Já vi homens (e outros gêneros) fazendo relativo “sucesso” – seja lá o que essa palavra signifique – tocando minhas canções sem referenciar minha autoria e ignorando meus pedidos de crédito. Na época, com sentimentos muito ambíguos em função da “familiaridade” afetiva com as pessoas envolvidas, perdoei, perdoei e perdoei de novo. Mas fiquei deprimida.
Perdão é muito cristão; se fosse hoje, preferiria ressarcimento.
É bastante violento não ter o reconhecimento (simbólico e material) pelo nosso trabalho, o que historicamente se repete com mulheres, gêneros dissidentes, pessoas negras, indígenas, de classes marginalizadas, que não correspondem a padrões estéticos hegemônicos, entre outras .
Todas essas pessoas, parece evidente, teriam muito a ganhar com a união em torno do interesse comum de transformar as violências estruturais da sociedade, tornando-a menos excludente e violenta para TODXS (citando Ana Cañas), mas o que vemos com frequência são diversas lutas fragmentadas, cada uma defendendo a parte que lhe cabe neste latifúndio e buscando seu “próprio” lugar ao sol.
Os problemas são complexos, e fragmentando-os demais, deixamos de enxergá-los.
Sem dúvida há uma relação entre o caso do “estudante plagiador” (João Marques, que plagiou Valeska Zanello, entre outras) e machismo, mas não só.
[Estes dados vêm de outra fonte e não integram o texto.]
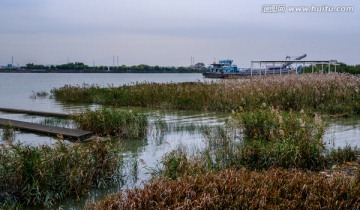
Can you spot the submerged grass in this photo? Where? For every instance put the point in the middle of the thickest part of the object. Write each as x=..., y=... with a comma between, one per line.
x=241, y=189
x=113, y=122
x=42, y=175
x=325, y=93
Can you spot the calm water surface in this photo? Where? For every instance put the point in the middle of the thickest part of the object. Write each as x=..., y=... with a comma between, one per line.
x=16, y=91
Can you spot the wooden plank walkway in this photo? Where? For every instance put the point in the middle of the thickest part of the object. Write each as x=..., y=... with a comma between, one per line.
x=31, y=112
x=46, y=129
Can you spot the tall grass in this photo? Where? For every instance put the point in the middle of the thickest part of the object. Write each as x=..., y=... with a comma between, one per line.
x=113, y=122
x=326, y=93
x=43, y=175
x=269, y=138
x=241, y=189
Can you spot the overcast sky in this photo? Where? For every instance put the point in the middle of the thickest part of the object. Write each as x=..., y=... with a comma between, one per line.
x=170, y=32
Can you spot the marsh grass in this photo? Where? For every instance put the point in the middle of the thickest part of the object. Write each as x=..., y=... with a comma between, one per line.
x=326, y=93
x=342, y=155
x=241, y=189
x=42, y=175
x=113, y=122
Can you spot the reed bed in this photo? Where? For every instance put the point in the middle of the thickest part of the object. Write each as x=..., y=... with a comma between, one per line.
x=113, y=122
x=270, y=138
x=327, y=93
x=40, y=176
x=241, y=189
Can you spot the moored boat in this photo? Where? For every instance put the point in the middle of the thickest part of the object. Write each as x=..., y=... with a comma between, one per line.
x=226, y=69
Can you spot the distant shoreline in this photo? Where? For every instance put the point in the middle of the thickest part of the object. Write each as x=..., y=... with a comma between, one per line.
x=94, y=71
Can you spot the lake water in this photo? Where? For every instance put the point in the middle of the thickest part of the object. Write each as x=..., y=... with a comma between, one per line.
x=16, y=91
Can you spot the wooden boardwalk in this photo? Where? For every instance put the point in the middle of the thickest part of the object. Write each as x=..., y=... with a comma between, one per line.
x=31, y=112
x=47, y=129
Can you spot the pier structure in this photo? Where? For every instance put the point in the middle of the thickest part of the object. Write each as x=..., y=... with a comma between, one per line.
x=322, y=66
x=75, y=134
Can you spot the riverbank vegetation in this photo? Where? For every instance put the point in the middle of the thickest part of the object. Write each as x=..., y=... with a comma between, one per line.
x=241, y=189
x=113, y=122
x=274, y=165
x=333, y=94
x=81, y=67
x=43, y=175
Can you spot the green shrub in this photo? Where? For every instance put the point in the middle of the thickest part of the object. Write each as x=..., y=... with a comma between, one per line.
x=241, y=189
x=42, y=175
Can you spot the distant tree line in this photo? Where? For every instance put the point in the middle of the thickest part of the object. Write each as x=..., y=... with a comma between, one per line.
x=77, y=66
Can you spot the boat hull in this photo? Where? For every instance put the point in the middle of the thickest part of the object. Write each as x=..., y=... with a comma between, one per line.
x=234, y=75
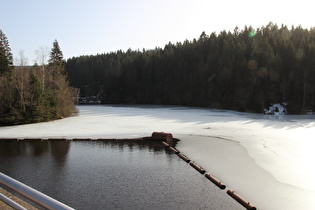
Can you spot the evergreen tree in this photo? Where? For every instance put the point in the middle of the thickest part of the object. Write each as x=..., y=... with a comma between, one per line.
x=6, y=59
x=56, y=56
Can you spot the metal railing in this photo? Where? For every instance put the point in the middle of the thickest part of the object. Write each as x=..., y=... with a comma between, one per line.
x=31, y=194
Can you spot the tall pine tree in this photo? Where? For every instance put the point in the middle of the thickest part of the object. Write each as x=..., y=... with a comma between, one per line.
x=6, y=59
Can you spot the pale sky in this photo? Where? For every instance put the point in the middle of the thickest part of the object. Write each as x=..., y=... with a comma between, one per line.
x=98, y=26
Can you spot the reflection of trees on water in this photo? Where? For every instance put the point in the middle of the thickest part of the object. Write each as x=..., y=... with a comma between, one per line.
x=59, y=149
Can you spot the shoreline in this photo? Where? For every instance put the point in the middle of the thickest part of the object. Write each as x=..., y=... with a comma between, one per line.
x=255, y=183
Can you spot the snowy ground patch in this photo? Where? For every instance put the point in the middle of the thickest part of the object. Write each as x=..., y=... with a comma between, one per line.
x=266, y=159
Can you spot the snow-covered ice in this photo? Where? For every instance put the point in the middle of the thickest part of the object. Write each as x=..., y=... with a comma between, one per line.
x=267, y=160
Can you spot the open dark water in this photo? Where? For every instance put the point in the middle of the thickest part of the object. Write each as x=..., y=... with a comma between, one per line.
x=111, y=175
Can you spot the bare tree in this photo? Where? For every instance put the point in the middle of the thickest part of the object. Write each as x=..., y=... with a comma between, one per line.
x=20, y=78
x=41, y=59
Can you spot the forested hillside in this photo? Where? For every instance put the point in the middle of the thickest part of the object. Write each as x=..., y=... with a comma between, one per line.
x=243, y=70
x=33, y=94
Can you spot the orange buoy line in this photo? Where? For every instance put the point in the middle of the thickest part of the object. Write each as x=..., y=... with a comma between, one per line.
x=165, y=144
x=174, y=150
x=215, y=181
x=184, y=157
x=241, y=200
x=197, y=167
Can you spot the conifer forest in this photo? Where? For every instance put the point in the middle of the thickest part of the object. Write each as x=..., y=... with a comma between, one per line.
x=31, y=94
x=246, y=70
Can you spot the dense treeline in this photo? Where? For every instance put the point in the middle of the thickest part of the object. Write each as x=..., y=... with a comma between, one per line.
x=244, y=70
x=33, y=94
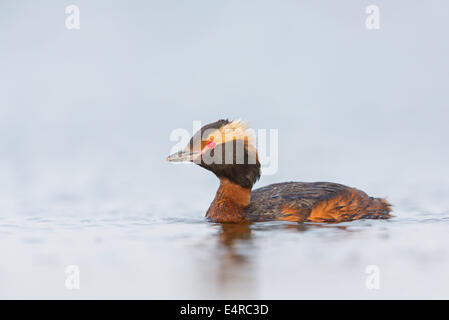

Não podemos ignorar que se trata também de uma pessoa negra buscando popularizar saberes numa sociedade de educação extremamente privatizada.
Muito se falou sobre o plagiador “ter consciência” do que fazia. De fato, foi o que pareceu. Mas não esqueçamos que, por mais consciência que se tenha, o inconsciente segue muito mais vasto e profundo.
No famoso caso do Homem dos Miolos Frescos, de E. Kris, comentado por Lacan (1962-63/2005), o analisante se afirma um plagiador e, após escutar do analista que não o é/não precisa sê-lo, vai a um restaurante comer miolos frescos, contando o fato a Kris na sessão seguinte. Mostra ao analista, por meio deste “acting out”, que não está disposto a abrir mão de sua verdade. Não é, portanto, uma questão de “consciência” simplesmente, mas de gozo.
O questionamento acerca da autoria, “propriedade privada” e enclausuramento acadêmico de ideias e teorias às quais qualquer pessoa deveria ter acesso talvez seja uma das verdades por trás do “gozo do plágio”. Mas para que tal verdade possa atuar de maneira ética, é preciso que emerja do campo das contradições inconscientes. Se os saberes são coletivos, que os rendimentos e reconhecimentos por eles também sejam.
Meus votos para que plagiadories tenham coragem de reparar simbólica e materialmente as pessoas prejudicadas, e para que busquem, se assim desejarem, boas análises.